これまで登場したのは、男友達に“中の上”と烙印を押されて困惑したメグミ。彼女の出没エリアなどその生態に迫った。また、高望みをしない東大卒エリートサラリーマン・サトルにも話を聞いた。今回登場するのは…?

中の上”の極みの男?大手総合商社勤務の健二、31歳。

今回話を聞かせてくれたのは、東大卒・サトルの高校時代の友人である健二、31歳だ。

彼らは高校時代同じサッカー部だった。サトルはエースで、健二は皆をまとめるキャプテン。

2人と話してみると、そのキャラクターの違いは歴然だ。サトルは涼しい顔で何でもこなす天才肌。一方の健二はひたむきな努力家で、皆を楽しませるムードメーカーだ。高校を卒業しても、2人の友人関係は変わらず続いている。

健二の身長は高く見積もって165センチくらいだろうか。小柄でいつも笑顔を絶やさず、相手に警戒心を与えないタイプだ。

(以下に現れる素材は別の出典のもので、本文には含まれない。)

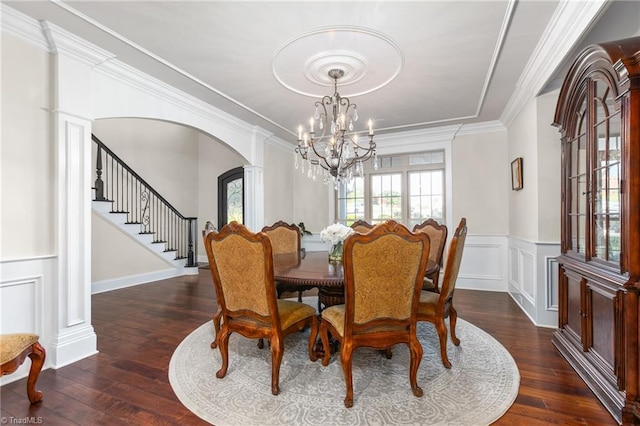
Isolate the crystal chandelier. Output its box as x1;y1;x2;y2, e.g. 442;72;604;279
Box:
295;69;378;189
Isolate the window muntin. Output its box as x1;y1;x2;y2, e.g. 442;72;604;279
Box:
370;173;403;223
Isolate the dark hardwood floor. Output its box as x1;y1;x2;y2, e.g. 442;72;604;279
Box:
0;269;616;426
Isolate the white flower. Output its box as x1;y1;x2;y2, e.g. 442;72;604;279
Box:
320;223;353;245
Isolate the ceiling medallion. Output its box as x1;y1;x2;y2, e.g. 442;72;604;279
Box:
271;26;404;98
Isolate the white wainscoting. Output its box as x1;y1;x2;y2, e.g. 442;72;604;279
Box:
0;256;56;386
458;234;507;292
508;238;560;328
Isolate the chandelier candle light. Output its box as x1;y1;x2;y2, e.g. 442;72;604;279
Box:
295;69;378;189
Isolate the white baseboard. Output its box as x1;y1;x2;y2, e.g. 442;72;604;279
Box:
91;268;184;294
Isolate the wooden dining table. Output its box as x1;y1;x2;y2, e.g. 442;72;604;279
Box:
273;251;439;311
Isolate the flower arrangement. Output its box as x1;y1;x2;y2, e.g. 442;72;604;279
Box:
320;223;353;245
320;223;353;262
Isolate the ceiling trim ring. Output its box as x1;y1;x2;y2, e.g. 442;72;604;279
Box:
271;26;404;98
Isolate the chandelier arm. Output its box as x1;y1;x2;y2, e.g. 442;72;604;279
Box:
347;136;376;151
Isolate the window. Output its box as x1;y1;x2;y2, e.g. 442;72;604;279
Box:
336;150;445;229
218;167;244;229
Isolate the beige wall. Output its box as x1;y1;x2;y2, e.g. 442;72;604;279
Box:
536;90;562;243
451;131;511;235
508;91;561;243
264;144;302;225
0;34;57;260
196;134;244;253
507;100;539;241
292;166;334;234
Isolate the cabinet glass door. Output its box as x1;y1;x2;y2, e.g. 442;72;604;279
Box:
591;80;621;262
566;96;588;256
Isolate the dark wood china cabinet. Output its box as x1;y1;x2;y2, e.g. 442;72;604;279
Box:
553;37;640;424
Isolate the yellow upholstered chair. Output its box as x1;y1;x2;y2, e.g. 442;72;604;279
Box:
0;333;47;402
320;220;429;408
418;218;467;368
413;219;447;293
262;220;313;302
205;222;318;395
351;219;374;234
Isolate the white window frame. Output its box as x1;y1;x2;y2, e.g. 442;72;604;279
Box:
327;131;459;235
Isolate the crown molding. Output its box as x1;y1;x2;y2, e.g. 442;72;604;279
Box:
0;4;258;138
40;21;116;67
500;0;609;127
0;3;49;51
456;120;507;136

一見爽やかで何の嫌味もない健二。しかし彼の心の中はコンプレックスの塊だった。

「東大にサクッと入ったサトルと比べて、俺なんて本当“中の上”の極みの男ですよ。」

健二は笑いながらそう言った。

彼は現在、誰もが知っているような大手総合商社に勤めている。彼がここに来るまでの道のりは、決して平坦なものではなかったようだ。

「努力は絶対報われる」そう信じた男が歩んだ人生とは?

健二は千葉の公立高校を卒業後、明治大学に入学した。高校3年生の夏までサッカーをやって、そこから猛勉強して無事合格。

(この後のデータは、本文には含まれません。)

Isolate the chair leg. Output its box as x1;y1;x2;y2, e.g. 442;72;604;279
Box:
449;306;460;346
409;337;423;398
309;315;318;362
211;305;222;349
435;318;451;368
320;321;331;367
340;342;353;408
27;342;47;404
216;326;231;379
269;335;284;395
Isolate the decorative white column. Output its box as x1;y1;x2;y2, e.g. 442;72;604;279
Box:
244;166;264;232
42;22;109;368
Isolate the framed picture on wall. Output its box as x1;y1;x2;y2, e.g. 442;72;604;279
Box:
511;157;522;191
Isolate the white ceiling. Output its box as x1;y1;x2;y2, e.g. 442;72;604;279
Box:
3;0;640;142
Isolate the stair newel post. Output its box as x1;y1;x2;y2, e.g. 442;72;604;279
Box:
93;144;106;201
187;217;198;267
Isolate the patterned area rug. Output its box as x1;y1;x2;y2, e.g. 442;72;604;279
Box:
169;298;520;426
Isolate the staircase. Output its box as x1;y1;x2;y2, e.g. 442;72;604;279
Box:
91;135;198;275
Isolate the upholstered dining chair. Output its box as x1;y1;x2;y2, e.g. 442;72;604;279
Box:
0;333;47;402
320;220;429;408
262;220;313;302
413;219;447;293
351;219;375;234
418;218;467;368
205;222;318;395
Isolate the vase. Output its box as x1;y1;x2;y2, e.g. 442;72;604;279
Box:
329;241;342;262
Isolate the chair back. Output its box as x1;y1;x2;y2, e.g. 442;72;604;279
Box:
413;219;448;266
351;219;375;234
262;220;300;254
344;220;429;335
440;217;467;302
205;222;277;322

「何でも一番を目指すタイプ」だった彼の第一志望は早稲田の政経だった。しかし、夏から始めた勉強量ではとても追いつかずあえなく不合格という結果に。

しかし、明るく前向きな彼はすぐに切り替え、サッカーサークルで友人を作り、塾講師のバイトに精を出しながらキャンパスライフを楽しんだようだ。

しかし、「何でも一番を目指すタイプ」の彼は、早くから就職活動を意識するようになる。希望は総合商社。

昔ほどの学閥はないが、未だ大手総合商社は東大と早慶卒の人間が多いのは事実だ。大学の友人の多くも、日系のメーカーや銀行に主軸を置いていた。商社を受ける者もいたが、記念受験のノリだった。

情報も少なく、仲間もいない。OB訪問しようにもOBがおらず、東大や早慶に行った高校時代の仲間のツテを辿って何とか取り付けた。

そして迎えた就職活動。大手5社全てを受け、奇跡的にそのうちの1社に受かった。「努力は絶対報われる」という信念はやっぱり間違っていなかった、当時はそう確信したという。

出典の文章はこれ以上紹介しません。